Google's 111-page D.C. Circuit brief attacks Judge Mehta's 2024 search monopoly ruling, targeting data-sharing orders and default-placement bans as legally overbroad.

MAY 23, 2026 · WASHINGTON, DISTRICT OF COLUMBIA, UNITED STATES · UNITED STATES V. GOOGLE LLC, D.C. CIRCUIT APPEAL

Google submitted a 111-page opening brief to the U.S. Court of Appeals for the D.C. Circuit on May 23, 2026, urging the court to overturn Judge Amit Mehta's 2024 ruling that the company illegally monopolized the general search market [1]. The brief argues that Mehta committed fundamental legal errors in both his liability findings and the remedies he imposed, and asks the appellate court to vacate the judgment in full [1].

The appeal arises from United States v. Google LLC, the Justice Department's landmark Sherman Act case tried before Mehta in the U.S. District Court for the District of Columbia.
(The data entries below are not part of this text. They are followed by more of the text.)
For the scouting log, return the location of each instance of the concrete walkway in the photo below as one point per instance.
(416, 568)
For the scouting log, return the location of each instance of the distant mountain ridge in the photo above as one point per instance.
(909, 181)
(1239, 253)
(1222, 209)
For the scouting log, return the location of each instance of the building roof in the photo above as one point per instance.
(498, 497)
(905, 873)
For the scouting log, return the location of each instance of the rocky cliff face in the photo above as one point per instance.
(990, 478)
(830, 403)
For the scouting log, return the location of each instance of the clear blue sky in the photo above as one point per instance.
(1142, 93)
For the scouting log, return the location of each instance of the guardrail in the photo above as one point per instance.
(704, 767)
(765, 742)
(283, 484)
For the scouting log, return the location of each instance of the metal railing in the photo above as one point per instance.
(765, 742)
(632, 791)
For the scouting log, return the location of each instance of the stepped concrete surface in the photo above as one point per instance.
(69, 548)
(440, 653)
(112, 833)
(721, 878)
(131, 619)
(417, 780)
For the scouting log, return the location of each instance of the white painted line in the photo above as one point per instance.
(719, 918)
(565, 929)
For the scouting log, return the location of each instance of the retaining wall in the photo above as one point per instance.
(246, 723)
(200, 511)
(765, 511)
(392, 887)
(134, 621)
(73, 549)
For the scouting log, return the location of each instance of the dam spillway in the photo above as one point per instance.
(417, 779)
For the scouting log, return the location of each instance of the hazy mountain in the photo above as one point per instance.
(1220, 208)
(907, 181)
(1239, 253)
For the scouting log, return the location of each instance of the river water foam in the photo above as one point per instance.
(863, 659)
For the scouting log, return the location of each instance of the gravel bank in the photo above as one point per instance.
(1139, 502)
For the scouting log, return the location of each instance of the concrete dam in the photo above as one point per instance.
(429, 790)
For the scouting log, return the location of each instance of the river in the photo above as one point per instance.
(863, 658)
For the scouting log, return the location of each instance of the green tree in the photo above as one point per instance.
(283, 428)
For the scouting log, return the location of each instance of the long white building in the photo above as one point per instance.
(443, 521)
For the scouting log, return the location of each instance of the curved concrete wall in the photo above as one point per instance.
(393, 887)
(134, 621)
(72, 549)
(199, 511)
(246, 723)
Mehta issued his liability ruling in August 2024, finding that Google had unlawfully maintained its monopoly through exclusive default-placement agreements with device manufacturers and carriers [2]. The remedies phase followed, producing orders that Google contends go well beyond what the law permits. The DOJ's counterbrief is due in July 2026, and both the DOJ and a coalition of state attorneys general have filed cross-appeals seeking a remedy that would include divestiture of the Chrome browser [2].

Google's brief concentrates its heaviest fire on the data-sharing remedy. The company argues that requiring it to license proprietary search data to competitors would expose trade secrets and confer windfalls on AI developers, including OpenAI, that were never harmed by the conduct Mehta found unlawful [1]. That framing tracks a principle established in antitrust law that remedies must be tailored to the specific violation, not leveraged to restructure an industry more broadly. Google also argues that the prohibition on default-placement agreements is overbroad and would chill procompetitive contracting that benefits consumers [1]. The invocation of the D.C. Circuit's earlier Microsoft ruling signals that Google intends to press appellate norms requiring courts to calibrate relief narrowly to proven harm [1].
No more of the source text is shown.